Chief of Police Paul van Musscher of the Hague announced he will file a complaint for false accusation of racism with the president of the ICJ. Laguerre claims that he visited her while she was in custody. “When we make mistakes, we owe up to them, but we also step forward when we are falsely accused. We can’t accept that,” Van Musscher said.
Laguerre, who on Facebook is known as Chaka Shakira, claimed that she was walking her bicycle across a street on a red light on her way to work when she was stopped by police. She claimed that she was arrested for being unable to produce identification, and then “roughed up.” According to DutchNews, a member of the local council, Fatima Fatima Faïd, is reviewing the case. Laguerre wrote on Facebook that she was pulled into a police vehicle by officers who she said used unnecessary violence. “I kept explaining that I am an expat working at the Court, that I did not know that walking across the street was a crime, that I did not do anything wrong, and begged them to speak to the Court security,” she wrote. “Both officers kept attacking me anyway. I screamed out for help…Dutch people stood around on the streets, watching and recording the incident on their phones, but no one tried to help me.” Laguerre also claimed that she was put in a police car, in tears and blacking out, and then put in a holding cell and refused a phone call. She then claimed that the chief of police came to tell her that other officers claimed that she had kicked and spat at them. “I told the chief that the police officers were lying (I would NEVER spit on a human being).” After she was eventually allowed a call, her ICJ colleagues came and she was released and told to pay a fine.

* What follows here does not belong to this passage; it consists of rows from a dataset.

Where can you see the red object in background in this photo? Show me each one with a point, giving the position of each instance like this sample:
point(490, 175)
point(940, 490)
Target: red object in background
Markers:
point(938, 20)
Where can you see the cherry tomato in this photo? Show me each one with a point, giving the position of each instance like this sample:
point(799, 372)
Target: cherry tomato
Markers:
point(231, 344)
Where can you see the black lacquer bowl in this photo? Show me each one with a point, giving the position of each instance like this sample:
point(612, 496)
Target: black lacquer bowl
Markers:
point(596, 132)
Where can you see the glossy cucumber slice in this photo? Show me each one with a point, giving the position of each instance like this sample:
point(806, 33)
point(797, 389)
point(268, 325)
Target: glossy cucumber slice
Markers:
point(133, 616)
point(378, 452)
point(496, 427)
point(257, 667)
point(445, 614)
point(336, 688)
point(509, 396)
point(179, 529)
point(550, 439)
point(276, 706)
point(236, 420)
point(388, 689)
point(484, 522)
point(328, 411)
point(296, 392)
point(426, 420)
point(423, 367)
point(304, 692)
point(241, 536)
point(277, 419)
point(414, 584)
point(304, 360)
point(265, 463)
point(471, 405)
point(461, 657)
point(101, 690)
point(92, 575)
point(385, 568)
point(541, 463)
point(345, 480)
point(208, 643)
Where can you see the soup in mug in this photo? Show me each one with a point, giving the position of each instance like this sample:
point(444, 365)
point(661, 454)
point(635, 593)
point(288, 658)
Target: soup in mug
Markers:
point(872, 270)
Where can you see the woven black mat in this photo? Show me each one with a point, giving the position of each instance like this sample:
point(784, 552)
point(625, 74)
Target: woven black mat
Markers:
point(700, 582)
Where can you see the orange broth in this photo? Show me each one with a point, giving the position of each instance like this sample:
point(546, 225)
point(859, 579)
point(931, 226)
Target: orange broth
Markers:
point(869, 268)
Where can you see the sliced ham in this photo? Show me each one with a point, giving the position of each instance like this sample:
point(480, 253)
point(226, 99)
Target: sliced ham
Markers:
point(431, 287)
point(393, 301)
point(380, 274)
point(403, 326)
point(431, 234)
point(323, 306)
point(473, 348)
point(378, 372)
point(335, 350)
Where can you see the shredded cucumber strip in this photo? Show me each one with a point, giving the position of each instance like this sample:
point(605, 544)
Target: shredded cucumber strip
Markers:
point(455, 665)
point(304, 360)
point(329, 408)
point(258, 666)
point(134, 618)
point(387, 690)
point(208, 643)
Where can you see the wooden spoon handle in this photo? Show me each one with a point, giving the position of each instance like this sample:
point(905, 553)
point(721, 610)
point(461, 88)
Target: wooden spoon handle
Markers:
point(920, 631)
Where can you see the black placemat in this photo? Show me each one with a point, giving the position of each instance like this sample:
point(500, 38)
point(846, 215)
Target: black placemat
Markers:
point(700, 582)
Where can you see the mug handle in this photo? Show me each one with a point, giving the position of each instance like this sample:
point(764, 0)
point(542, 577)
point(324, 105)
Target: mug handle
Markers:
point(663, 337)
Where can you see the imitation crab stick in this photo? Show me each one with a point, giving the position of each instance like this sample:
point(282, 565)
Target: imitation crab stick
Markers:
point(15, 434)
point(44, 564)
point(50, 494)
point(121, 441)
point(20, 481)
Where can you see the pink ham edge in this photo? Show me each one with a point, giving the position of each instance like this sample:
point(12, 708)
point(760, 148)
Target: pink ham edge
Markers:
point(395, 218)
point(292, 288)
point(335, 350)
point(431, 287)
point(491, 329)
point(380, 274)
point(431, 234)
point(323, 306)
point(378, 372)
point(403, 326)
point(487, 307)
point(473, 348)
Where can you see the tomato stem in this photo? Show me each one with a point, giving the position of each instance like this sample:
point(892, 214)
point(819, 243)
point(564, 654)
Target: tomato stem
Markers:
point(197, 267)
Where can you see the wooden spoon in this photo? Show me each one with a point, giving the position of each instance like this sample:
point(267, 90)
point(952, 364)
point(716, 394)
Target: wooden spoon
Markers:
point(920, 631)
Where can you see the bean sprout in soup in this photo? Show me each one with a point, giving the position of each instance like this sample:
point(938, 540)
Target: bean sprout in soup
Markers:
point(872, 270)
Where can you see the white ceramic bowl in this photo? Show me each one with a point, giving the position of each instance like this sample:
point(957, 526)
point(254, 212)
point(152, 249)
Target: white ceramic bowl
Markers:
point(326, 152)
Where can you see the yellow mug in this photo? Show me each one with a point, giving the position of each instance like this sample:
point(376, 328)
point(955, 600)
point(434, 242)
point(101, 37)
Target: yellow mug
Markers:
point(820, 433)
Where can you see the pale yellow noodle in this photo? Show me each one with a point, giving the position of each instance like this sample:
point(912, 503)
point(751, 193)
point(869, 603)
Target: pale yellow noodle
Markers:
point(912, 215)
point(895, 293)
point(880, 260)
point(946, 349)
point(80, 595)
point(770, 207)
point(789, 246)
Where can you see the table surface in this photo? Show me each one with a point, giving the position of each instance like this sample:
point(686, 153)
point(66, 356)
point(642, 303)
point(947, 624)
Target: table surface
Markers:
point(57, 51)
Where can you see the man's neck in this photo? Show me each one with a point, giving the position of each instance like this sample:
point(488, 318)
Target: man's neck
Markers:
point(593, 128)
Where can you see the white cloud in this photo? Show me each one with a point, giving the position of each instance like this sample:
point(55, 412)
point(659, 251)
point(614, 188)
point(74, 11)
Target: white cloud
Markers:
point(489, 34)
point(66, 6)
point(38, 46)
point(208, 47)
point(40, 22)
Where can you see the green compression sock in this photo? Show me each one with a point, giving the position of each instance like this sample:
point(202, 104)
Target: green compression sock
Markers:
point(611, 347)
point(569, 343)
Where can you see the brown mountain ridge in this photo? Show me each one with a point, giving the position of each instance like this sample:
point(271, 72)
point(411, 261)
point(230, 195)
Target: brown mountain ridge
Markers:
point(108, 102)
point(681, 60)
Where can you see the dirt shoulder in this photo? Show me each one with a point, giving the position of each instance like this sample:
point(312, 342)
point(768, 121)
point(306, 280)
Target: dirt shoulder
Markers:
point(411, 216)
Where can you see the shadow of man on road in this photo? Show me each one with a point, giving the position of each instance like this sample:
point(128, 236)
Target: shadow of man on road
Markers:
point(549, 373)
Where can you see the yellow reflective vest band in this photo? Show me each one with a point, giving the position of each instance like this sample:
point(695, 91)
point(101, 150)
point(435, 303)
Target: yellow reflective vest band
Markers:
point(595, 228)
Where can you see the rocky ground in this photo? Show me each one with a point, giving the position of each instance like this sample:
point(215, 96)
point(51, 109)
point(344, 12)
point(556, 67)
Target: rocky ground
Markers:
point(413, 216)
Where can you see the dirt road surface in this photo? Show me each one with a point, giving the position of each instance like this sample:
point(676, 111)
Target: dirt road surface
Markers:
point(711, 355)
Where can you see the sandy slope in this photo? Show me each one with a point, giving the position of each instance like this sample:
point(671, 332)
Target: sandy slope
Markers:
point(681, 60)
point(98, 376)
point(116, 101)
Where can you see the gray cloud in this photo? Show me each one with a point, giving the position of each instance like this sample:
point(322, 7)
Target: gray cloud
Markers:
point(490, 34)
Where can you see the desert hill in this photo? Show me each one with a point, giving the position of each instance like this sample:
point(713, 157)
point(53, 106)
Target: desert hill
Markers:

Laguerre compared her experience in The Netherlands with life in the United States. “What hurts me most is that I survived 30 years in America – never had an altercation with the police, never been arrested, never even gotten a ticket – and came to The Hague, the ‘City of Justice,’ where I was brutalized by two male police officers, as a lawyer working at the International Court of Justice, and on the very grounds of that Court. ‘And what frightened me most was that everyone stood around and watched… ‘This has been the experience of many people of color in The Hague.”
Laguerre hails from Jamaica. In 2007, she was crowned Miss Jamaica. In 2014, she graduated from the prestigious University of Michigan School of Law, which on its website noted her selection for the internship at ICJ.